10. Revision Box — 4 UPSC Traps & Must-Remembers
Must-Remember — 4 Classic UPSC Traps
- The 89th Amendment 2003 did NOT create a brand new article — it substituted the old combined Art.338 (SC+ST) with a new Art.338 (SC only) and inserted Art.338A (ST).
- NCST is Art.338A — NOT a completely independent article unrelated to Art.338.
- Trap: Options often say "Art.338A was inserted by 65th Amendment" (wrong — that was an earlier statutory commission) or "NCST was created by 102nd Amendment" (wrong — that was NCBC).
- NCBC was a statutory body from 1993 to 2018 under NCBC Act 1993.
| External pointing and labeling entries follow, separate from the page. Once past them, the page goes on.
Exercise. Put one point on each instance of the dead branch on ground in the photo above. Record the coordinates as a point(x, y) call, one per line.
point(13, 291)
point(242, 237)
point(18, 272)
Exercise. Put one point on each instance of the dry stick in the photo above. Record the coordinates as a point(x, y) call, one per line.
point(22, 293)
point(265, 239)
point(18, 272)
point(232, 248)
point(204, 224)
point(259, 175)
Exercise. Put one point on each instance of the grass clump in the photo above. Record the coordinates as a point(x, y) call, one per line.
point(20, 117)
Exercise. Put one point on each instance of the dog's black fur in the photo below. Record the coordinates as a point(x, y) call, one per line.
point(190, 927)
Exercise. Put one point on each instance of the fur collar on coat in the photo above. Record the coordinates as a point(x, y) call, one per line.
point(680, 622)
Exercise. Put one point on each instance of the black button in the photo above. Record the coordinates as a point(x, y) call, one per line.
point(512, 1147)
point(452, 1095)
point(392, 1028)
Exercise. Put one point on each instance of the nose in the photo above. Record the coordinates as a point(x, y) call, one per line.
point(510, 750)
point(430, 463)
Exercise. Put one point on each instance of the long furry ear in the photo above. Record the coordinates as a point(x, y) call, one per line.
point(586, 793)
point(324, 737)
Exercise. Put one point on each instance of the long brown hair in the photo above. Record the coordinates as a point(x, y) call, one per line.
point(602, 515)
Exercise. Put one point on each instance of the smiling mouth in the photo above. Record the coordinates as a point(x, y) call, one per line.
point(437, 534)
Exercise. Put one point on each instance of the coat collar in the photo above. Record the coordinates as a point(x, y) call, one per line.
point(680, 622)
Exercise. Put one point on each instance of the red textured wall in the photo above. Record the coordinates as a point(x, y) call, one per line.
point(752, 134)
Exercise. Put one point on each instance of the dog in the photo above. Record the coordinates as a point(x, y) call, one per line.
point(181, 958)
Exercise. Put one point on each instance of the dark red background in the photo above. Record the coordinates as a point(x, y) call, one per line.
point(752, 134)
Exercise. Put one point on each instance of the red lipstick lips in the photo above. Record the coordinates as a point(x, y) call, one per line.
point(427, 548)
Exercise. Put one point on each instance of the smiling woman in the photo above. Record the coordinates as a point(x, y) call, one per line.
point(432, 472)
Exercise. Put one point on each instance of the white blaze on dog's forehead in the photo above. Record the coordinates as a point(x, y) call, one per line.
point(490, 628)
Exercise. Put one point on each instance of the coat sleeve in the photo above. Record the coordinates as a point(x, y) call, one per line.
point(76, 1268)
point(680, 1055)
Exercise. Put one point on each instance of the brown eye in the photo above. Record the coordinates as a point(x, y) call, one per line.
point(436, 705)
- It became a constitutional body only by the 102nd Amendment 2018 — Art.338B inserted.
- Trap: Options may say "NCBC has been a constitutional body since 1993" (wrong) or "NCBC Act 1993 inserted Art.338B" (wrong — a statute cannot insert constitutional articles).
- Art.350B provides for a Special Officer (Commissioner) for Linguistic Minorities — one person only.
- It is NOT a multi-member commission like NCSC, NCST or NCBC.
- The Commissioner does NOT have Civil Court powers (unlike the three commissions).
- Trap: Options often describe Art.350B as providing for a "Commission" or state that the Commissioner has civil court powers — both wrong.
- All three commissions (NCSC, NCST, NCBC) are advisory bodies.
- Their recommendations are NOT legally binding on the Union or State governments.
- Civil Court powers are only for the purpose of investigation — they cannot enforce compliance.
- The government must place annual reports before Parliament with a memorandum but is not bound to follow the Commission's advice.
- Trap: Options sometimes say "recommendations of NCSC are binding on State Governments" — wrong.